Why you should soak your almonds

At work I keep a jar of almonds and chocolate chips to snack on. Nuts are always a healthy choice and dark chocolate has been shown to be beneficial as well. 

We all know that almonds are nutritious and make a healthy, low calorie snack with lots of fiber to make you feel full. What people don't realize that pretty much all almonds that you are eating are actually stopping you from absorbing all their healthy nutrition because they are either raw or roasted, but not soaked. 

Almonds have tannins and enzyme inhibitors that keep you from getting the nutrients. When an almond drops from a tree to dry ground, it doesn't automatically start growing. In fact, it could sit in the dirt for months and not do a thing. That's because almonds are coated with tannins that naturally protect the seeds so that they will sprout in the right season - spring, after the rains. The water washes the tannins away, signaling it is safe to allow the almonds to sprout. 

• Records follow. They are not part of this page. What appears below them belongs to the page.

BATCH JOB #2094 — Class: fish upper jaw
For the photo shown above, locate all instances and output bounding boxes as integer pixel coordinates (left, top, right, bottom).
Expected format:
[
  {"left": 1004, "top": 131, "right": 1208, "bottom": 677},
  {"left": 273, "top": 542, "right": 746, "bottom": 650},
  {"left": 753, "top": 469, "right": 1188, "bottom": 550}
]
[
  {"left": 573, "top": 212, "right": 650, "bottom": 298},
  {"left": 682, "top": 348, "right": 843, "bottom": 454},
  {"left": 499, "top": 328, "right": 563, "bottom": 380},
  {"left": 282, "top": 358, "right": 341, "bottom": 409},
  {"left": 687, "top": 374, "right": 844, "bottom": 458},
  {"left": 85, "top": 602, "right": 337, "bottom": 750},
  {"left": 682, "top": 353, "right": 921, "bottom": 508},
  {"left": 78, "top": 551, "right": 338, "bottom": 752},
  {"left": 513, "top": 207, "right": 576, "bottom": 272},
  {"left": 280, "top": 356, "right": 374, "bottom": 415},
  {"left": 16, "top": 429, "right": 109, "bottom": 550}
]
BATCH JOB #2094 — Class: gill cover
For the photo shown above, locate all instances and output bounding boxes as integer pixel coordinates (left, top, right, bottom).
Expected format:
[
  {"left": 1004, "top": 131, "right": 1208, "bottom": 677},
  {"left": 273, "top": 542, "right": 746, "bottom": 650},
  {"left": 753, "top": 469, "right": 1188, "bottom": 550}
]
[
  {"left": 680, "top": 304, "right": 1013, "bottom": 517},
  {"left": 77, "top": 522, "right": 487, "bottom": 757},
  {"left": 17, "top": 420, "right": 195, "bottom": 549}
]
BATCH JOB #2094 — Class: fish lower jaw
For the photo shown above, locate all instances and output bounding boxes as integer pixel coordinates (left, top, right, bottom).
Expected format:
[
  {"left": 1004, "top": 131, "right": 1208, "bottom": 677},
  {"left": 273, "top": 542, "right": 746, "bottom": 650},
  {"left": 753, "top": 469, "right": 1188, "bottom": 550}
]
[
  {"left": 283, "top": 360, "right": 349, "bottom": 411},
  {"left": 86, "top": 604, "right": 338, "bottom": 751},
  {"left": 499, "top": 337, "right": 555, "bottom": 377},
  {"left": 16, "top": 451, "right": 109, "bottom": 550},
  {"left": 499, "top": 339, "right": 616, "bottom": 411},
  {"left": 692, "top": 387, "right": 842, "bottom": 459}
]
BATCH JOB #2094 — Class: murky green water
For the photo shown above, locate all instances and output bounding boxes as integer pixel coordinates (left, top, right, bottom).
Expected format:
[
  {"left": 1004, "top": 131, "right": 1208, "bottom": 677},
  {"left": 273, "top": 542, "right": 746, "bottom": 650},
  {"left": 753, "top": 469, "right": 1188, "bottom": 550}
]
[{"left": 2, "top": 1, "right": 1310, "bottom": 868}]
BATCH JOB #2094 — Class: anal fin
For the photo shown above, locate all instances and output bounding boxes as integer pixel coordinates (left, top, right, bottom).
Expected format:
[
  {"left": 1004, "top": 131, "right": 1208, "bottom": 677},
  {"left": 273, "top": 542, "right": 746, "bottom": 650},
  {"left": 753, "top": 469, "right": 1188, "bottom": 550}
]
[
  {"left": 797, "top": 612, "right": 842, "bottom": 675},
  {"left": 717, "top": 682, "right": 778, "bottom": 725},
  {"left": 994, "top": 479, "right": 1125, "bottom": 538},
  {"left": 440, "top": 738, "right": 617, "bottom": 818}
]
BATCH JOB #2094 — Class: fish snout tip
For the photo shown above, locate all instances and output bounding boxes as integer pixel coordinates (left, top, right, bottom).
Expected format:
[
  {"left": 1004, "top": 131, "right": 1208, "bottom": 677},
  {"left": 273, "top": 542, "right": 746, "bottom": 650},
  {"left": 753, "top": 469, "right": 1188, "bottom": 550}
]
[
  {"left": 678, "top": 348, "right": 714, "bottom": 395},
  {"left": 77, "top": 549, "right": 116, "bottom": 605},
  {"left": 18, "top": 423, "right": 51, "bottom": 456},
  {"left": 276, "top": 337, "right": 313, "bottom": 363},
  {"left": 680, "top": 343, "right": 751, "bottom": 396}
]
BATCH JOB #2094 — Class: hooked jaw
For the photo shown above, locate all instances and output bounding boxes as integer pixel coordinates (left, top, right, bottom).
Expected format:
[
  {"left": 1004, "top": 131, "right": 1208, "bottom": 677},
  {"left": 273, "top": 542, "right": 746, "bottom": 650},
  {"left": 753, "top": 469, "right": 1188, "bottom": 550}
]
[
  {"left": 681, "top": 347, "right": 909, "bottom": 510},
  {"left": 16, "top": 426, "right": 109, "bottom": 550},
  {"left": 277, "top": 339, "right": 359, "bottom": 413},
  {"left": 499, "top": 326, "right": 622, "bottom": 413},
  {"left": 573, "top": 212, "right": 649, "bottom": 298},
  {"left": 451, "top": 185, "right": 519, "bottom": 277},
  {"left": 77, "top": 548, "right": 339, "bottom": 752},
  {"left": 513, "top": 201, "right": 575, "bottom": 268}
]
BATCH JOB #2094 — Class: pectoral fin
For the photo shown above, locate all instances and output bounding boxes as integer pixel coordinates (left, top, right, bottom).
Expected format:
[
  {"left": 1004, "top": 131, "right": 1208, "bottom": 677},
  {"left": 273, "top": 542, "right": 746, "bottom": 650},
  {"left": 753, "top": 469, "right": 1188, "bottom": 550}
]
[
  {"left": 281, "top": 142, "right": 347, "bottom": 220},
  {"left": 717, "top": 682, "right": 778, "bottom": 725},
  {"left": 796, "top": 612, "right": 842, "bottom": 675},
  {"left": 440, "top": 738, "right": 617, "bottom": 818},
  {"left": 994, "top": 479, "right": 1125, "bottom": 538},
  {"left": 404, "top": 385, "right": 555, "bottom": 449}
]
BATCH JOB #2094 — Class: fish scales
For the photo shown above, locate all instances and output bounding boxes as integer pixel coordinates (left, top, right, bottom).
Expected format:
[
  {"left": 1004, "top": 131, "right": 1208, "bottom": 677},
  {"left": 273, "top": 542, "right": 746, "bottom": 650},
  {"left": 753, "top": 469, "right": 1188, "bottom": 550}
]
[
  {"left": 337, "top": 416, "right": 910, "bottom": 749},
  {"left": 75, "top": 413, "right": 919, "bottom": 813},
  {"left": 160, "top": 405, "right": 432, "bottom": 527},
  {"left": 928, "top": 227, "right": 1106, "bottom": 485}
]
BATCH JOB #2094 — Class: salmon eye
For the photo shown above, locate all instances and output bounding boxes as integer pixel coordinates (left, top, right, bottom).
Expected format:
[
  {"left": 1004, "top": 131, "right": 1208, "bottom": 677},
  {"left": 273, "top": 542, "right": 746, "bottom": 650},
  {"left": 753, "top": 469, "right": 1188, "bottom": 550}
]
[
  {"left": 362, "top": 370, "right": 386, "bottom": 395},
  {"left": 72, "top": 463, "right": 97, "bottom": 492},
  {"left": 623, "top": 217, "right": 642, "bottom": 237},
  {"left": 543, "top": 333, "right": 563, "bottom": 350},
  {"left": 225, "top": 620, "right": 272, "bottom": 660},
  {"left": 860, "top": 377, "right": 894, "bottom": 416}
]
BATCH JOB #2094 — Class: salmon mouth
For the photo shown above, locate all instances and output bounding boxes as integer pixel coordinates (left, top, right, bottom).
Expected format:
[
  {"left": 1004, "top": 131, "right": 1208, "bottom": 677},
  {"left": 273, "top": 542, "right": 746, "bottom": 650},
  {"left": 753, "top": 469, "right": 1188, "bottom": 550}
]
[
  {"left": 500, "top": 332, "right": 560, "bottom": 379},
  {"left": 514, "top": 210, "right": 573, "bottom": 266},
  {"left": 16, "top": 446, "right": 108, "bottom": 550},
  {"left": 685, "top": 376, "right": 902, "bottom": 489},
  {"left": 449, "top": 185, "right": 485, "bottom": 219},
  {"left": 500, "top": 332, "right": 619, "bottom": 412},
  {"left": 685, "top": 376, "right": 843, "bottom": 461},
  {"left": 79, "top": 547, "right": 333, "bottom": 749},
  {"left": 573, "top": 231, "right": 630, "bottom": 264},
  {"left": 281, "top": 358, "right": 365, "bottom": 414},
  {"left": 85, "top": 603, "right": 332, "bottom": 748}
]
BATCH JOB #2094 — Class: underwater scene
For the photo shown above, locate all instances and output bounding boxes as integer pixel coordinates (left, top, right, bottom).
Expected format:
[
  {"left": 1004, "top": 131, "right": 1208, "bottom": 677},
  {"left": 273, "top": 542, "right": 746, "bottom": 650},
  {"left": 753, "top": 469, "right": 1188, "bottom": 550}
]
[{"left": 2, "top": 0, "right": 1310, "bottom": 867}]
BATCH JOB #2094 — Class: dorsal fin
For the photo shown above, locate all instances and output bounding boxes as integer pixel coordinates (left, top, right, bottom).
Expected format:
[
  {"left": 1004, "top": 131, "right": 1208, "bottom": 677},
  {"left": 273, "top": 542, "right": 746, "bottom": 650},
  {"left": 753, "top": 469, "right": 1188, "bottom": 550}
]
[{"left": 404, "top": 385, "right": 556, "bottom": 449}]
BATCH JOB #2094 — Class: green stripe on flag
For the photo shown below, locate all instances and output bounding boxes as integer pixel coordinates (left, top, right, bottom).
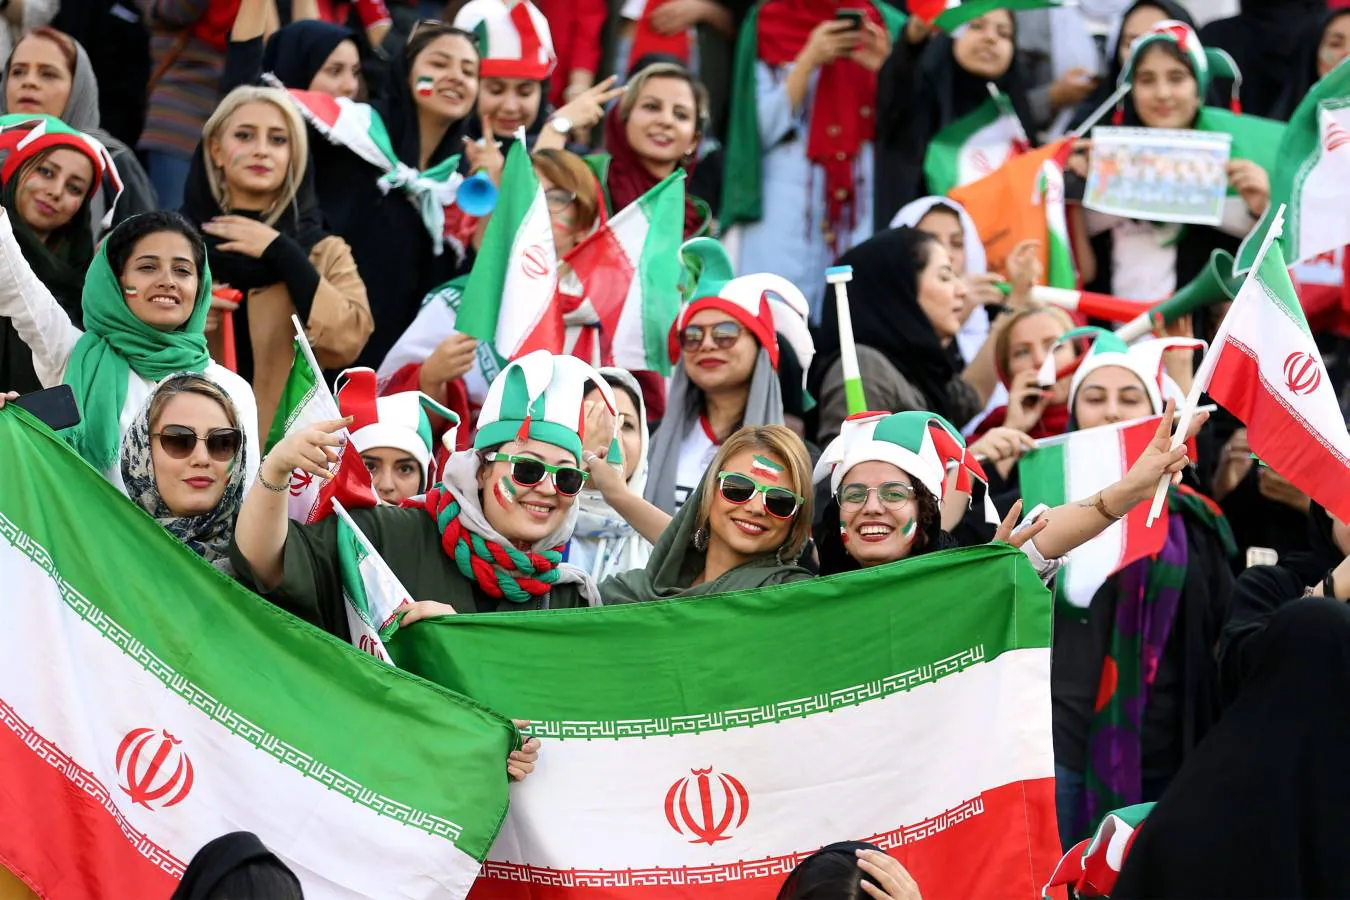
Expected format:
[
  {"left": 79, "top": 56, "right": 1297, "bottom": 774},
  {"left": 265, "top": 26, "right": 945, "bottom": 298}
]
[
  {"left": 1194, "top": 108, "right": 1284, "bottom": 199},
  {"left": 1017, "top": 443, "right": 1069, "bottom": 512},
  {"left": 456, "top": 140, "right": 537, "bottom": 347},
  {"left": 636, "top": 173, "right": 686, "bottom": 373},
  {"left": 934, "top": 0, "right": 1063, "bottom": 32},
  {"left": 0, "top": 407, "right": 514, "bottom": 858},
  {"left": 265, "top": 341, "right": 317, "bottom": 454},
  {"left": 924, "top": 95, "right": 1005, "bottom": 196},
  {"left": 387, "top": 544, "right": 1050, "bottom": 734},
  {"left": 1255, "top": 236, "right": 1314, "bottom": 338}
]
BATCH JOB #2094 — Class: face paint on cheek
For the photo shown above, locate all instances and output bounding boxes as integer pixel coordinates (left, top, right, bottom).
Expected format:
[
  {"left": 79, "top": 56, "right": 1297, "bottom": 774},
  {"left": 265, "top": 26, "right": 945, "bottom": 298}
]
[
  {"left": 416, "top": 76, "right": 435, "bottom": 97},
  {"left": 901, "top": 516, "right": 917, "bottom": 539},
  {"left": 123, "top": 287, "right": 138, "bottom": 298},
  {"left": 493, "top": 475, "right": 518, "bottom": 509},
  {"left": 750, "top": 455, "right": 785, "bottom": 482},
  {"left": 839, "top": 520, "right": 848, "bottom": 544}
]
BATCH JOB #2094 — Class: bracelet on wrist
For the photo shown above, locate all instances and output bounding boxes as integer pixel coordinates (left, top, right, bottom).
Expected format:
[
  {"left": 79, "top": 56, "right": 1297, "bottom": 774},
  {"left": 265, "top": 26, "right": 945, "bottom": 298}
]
[
  {"left": 257, "top": 468, "right": 289, "bottom": 494},
  {"left": 1094, "top": 490, "right": 1125, "bottom": 522}
]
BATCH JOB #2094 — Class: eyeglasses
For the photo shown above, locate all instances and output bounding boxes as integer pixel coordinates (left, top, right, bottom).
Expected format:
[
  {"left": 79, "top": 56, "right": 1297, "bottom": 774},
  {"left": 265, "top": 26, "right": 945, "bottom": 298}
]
[
  {"left": 681, "top": 321, "right": 742, "bottom": 353},
  {"left": 837, "top": 481, "right": 915, "bottom": 511},
  {"left": 486, "top": 452, "right": 588, "bottom": 496},
  {"left": 544, "top": 188, "right": 576, "bottom": 212},
  {"left": 407, "top": 19, "right": 479, "bottom": 46},
  {"left": 716, "top": 471, "right": 803, "bottom": 520},
  {"left": 151, "top": 425, "right": 242, "bottom": 462}
]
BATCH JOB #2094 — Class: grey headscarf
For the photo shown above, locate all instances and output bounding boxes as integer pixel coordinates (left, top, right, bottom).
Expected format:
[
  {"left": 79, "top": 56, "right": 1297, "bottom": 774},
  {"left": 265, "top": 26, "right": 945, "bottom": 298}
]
[
  {"left": 119, "top": 374, "right": 248, "bottom": 572},
  {"left": 643, "top": 346, "right": 784, "bottom": 514}
]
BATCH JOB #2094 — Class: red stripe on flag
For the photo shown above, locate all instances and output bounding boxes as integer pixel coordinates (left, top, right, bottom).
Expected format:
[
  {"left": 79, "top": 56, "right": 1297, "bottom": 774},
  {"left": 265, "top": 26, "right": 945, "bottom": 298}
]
[
  {"left": 469, "top": 777, "right": 1061, "bottom": 900},
  {"left": 0, "top": 699, "right": 181, "bottom": 898},
  {"left": 1115, "top": 418, "right": 1170, "bottom": 571},
  {"left": 566, "top": 226, "right": 637, "bottom": 368},
  {"left": 1209, "top": 338, "right": 1350, "bottom": 522}
]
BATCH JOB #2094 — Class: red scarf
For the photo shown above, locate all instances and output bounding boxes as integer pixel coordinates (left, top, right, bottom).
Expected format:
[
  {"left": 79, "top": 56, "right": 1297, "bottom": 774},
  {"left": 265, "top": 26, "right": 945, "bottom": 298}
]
[
  {"left": 603, "top": 105, "right": 704, "bottom": 239},
  {"left": 757, "top": 0, "right": 882, "bottom": 248}
]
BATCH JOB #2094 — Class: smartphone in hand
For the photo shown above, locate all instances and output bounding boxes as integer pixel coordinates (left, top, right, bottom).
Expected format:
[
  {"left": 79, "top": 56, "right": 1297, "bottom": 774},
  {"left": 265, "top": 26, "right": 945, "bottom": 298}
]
[{"left": 13, "top": 385, "right": 80, "bottom": 431}]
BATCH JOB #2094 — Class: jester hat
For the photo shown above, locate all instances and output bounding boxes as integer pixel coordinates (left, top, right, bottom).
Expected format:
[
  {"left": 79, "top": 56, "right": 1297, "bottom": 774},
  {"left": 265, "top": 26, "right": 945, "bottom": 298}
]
[
  {"left": 453, "top": 0, "right": 556, "bottom": 80},
  {"left": 671, "top": 237, "right": 782, "bottom": 368},
  {"left": 0, "top": 114, "right": 122, "bottom": 226},
  {"left": 336, "top": 367, "right": 460, "bottom": 491},
  {"left": 814, "top": 410, "right": 947, "bottom": 499},
  {"left": 474, "top": 350, "right": 615, "bottom": 460},
  {"left": 1047, "top": 327, "right": 1206, "bottom": 416},
  {"left": 1119, "top": 19, "right": 1242, "bottom": 113}
]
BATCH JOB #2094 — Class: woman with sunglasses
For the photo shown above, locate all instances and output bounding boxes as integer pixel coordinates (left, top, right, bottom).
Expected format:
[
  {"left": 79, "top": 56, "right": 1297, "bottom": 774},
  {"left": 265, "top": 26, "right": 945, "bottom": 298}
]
[
  {"left": 600, "top": 423, "right": 814, "bottom": 603},
  {"left": 644, "top": 239, "right": 797, "bottom": 516},
  {"left": 120, "top": 372, "right": 248, "bottom": 572},
  {"left": 231, "top": 351, "right": 614, "bottom": 636},
  {"left": 0, "top": 208, "right": 260, "bottom": 496}
]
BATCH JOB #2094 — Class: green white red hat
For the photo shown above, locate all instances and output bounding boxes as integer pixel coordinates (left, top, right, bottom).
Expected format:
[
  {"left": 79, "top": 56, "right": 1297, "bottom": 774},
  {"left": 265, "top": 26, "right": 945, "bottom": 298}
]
[
  {"left": 336, "top": 368, "right": 460, "bottom": 490},
  {"left": 1119, "top": 19, "right": 1242, "bottom": 112},
  {"left": 0, "top": 114, "right": 122, "bottom": 226},
  {"left": 453, "top": 0, "right": 556, "bottom": 81},
  {"left": 671, "top": 237, "right": 784, "bottom": 368},
  {"left": 1054, "top": 327, "right": 1206, "bottom": 416},
  {"left": 474, "top": 350, "right": 615, "bottom": 459},
  {"left": 814, "top": 411, "right": 947, "bottom": 499}
]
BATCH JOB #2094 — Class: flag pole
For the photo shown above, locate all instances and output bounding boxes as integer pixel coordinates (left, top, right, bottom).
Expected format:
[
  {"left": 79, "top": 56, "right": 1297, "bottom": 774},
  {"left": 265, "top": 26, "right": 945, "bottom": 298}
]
[
  {"left": 291, "top": 314, "right": 348, "bottom": 444},
  {"left": 1070, "top": 82, "right": 1131, "bottom": 138},
  {"left": 1143, "top": 205, "right": 1286, "bottom": 526},
  {"left": 826, "top": 265, "right": 867, "bottom": 414}
]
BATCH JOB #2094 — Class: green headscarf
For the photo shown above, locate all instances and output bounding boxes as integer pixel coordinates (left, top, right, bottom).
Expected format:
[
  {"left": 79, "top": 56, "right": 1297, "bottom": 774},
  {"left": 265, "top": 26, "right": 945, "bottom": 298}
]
[{"left": 62, "top": 226, "right": 213, "bottom": 470}]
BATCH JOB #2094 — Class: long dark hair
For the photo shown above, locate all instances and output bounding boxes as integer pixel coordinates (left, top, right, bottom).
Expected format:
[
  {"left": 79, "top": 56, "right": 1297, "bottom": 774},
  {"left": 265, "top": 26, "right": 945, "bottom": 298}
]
[
  {"left": 105, "top": 210, "right": 206, "bottom": 277},
  {"left": 777, "top": 841, "right": 886, "bottom": 899},
  {"left": 814, "top": 480, "right": 944, "bottom": 576}
]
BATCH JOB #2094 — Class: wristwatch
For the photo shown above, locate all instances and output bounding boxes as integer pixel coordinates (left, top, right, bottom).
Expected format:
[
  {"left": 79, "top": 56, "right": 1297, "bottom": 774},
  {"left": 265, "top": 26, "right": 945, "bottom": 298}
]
[{"left": 548, "top": 116, "right": 573, "bottom": 136}]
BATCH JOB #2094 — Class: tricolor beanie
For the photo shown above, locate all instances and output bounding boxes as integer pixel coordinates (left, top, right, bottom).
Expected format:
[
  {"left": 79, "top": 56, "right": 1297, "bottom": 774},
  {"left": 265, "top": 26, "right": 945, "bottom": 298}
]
[
  {"left": 453, "top": 0, "right": 556, "bottom": 80},
  {"left": 337, "top": 367, "right": 460, "bottom": 491},
  {"left": 671, "top": 237, "right": 783, "bottom": 368},
  {"left": 474, "top": 350, "right": 615, "bottom": 460}
]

When you eat raw or roasted almonds that have not been soaked, your body isn't able to absorb all the nutrients from the nuts because of the tannins and inhibitors. You need to soak the almonds overnight so that the tannins are released. Another benefit of soaking is that germination changes the proteins and fats in the almonds, reducing the fat content and making the nutrients easier to digest. Sprouting almonds is also the only way to release lipase, an enzyme which digests fat.
Look at all the tannins that come off in soaking!

    “Soaking in warm water also neutralizes enzyme inhibitors, present in all seeds, and encourages the production of numerous beneficial enzymes. The action of these enzymes also increases the amount of many vitamins, especially B vitamins. During the process of soaking and fermenting, gluten and other difficult-to-digest proteins are partially broken down into simpler components that are more readily available for absorption.”

So even if you are eating almonds just as a snack food, you really should soak them first, rinse, and then dry out again in an oven or dehydrator.

What I found is that after soaking and drying, I had softer almonds that weren't as satisfying to chew. I've found the solution is to roast them in the oven for a few hours at 200 degrees.